The full piece, "Taking Down America" can be found here. The most frightening scenario (at least to my eyes) is excised and follows:
World War III: Scenario 2025
The technology of space and cyberwarfare is so new and untested that even the most outlandish scenarios may soon be superseded by a reality still hard to conceive. If we simply employ the sort of scenarios that the Air Force itself used in its 2009 Future Capabilities Game, however, we can gain "a better understanding of how air, space and cyberspace overlap in warfare," and so begin to imagine how the next world war might actually be fought.
It’s 11:59 p.m. on Thanksgiving Thursday in 2025. While cyber-shoppers pound the portals of Best Buy for deep discounts on the latest home electronics from China, U.S. Air Force technicians at the Space Surveillance Telescope (SST) on Maui choke on their coffee as their panoramic screens suddenly blip to black. Thousands of miles away at the U.S. CyberCommand's operations center in Texas, cyberwarriors soon detect malicious binaries that, though fired anonymously, show the distinctive digital fingerprints of China's People's Liberation Army.
The first overt strike is one nobody predicted. Chinese "malware" seizes control of the robotics aboard an unmanned solar-powered U.S. "Vulture" drone as it flies at 70,000 feet over the Tsushima Strait between Korea and Japan. It suddenly fires all the rocket pods beneath its enormous 400-foot wingspan, sending dozens of lethal missiles plunging harmlessly into the Yellow Sea, effectively disarming this formidable weapon.

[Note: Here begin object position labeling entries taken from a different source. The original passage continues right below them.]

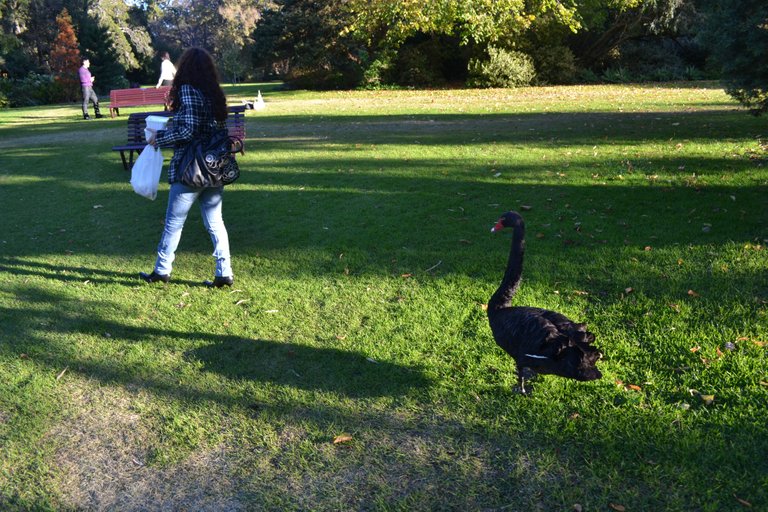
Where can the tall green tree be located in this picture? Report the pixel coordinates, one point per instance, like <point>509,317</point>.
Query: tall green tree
<point>737,33</point>
<point>96,43</point>
<point>309,39</point>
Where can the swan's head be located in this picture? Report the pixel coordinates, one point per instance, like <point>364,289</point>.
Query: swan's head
<point>508,220</point>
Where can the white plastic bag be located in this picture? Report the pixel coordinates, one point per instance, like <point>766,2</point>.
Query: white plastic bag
<point>145,174</point>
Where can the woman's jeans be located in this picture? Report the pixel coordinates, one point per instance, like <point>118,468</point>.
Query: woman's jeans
<point>180,201</point>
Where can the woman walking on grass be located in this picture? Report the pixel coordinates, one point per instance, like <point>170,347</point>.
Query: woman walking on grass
<point>199,107</point>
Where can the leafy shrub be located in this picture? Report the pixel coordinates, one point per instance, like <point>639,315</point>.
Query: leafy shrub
<point>34,89</point>
<point>414,67</point>
<point>618,75</point>
<point>554,64</point>
<point>502,68</point>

Determined to fight fire with fire, the White House authorizes a retaliatory strike. Confident that its F-6 "Fractionated, Free-Flying" satellite system is impenetrable, Air Force commanders in California transmit robotic codes to the flotilla of X-37B space drones orbiting 250 miles above the Earth, ordering them to launch their "Triple Terminator" missiles at China's 35 satellites. Zero response. In near panic, the Air Force launches its Falcon Hypersonic Cruise Vehicle into an arc 100 miles above the Pacific Ocean and then, just 20 minutes later, sends the computer codes to fire missiles at seven Chinese satellites in nearby orbits. The launch codes are suddenly inoperative.
As the Chinese virus spreads uncontrollably through the F-6 satellite architecture, while those second-rate U.S. supercomputers fail to crack the malware's devilishly complex code, GPS signals crucial to the navigation of U.S. ships and aircraft worldwide are compromised. Carrier fleets begin steaming in circles in the mid-Pacific. Fighter squadrons are grounded. Reaper drones fly aimlessly toward the horizon, crashing when their fuel is exhausted. Suddenly, the United States loses what the U.S. Air Force has long called "the ultimate high ground": space. Within hours, the military power that had dominated the globe for nearly a century has been defeated in World War III without a single human casualty.